I suspect that some think that I am the resident slug, which is a woeful individual who is all thumbs and no brains. The truth be known, I routinely take on the smaller, less visible projects. Today’s a good example. I got up and first took the dogs for a walk. Afterwards, I ate breakfast, and at the same time, made a list that I labeled Small Projects. (The capital letters made me feel better about this.)
This list read (in part):
Clean horse and goat pens
Clean horse water buckets
Now I did these things, mainly focusing the bulk of my time on the lower quadrant.
There seems to be no end to small projects, as there will be to building projects.
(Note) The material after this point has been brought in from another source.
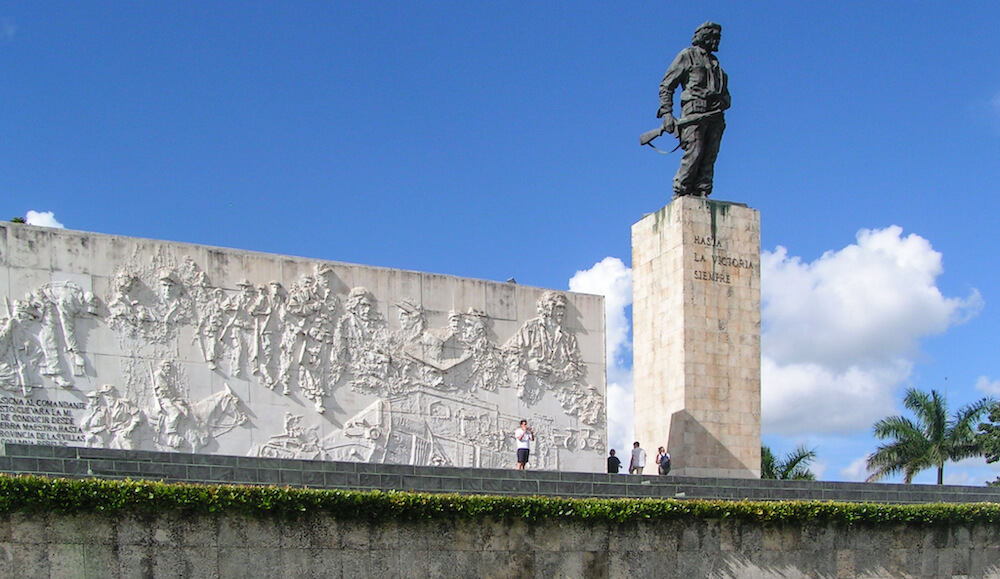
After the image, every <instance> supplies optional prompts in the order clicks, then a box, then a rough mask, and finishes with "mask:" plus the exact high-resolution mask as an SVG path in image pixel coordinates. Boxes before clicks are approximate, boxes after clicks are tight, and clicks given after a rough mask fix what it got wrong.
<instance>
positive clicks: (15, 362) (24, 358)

I am these days somewhat concerned about this because I wonder if I’ll be able to continue to keep up with it all. But I tell myself (as I’m doing these things) that I am doing them, meaning, they are getting done. It’s not like I’m sitting in a cubicle and bemoaning the fact that I’m behind on everything.
As I engage in the pretense of work, I think ahead as to what small projects are next. For example, tomorrow I’m going to take apart the old compost station pallets. We’re going to donate the bulk of these to a good cause, the Saturday community picnic and bonfire. And we’re also going to be setting aside some for our own personal use. (They’re made of oak so they’ll burn nicely.) I’m going to take the wire mesh off each and every one of the 50-or-so pallets and put in storage. Pete, who will be working on Big Projects, isn’t going to have time to do this.
The question that some may have is, doesn’t this take time away from writing? The answer is yes. But it also gives me something to write about. Quite often, in the process of writing, that which seems seemingly unimportant becomes important. For instance, here I am, considering the importance of piddly little outdoor labor. At the very least, this makes me feel better about my role in our ongoing property project, most of which, of course, involves my keeping my animals happy. But animal happiness and my role in it – this is the subject of yet another dispatch.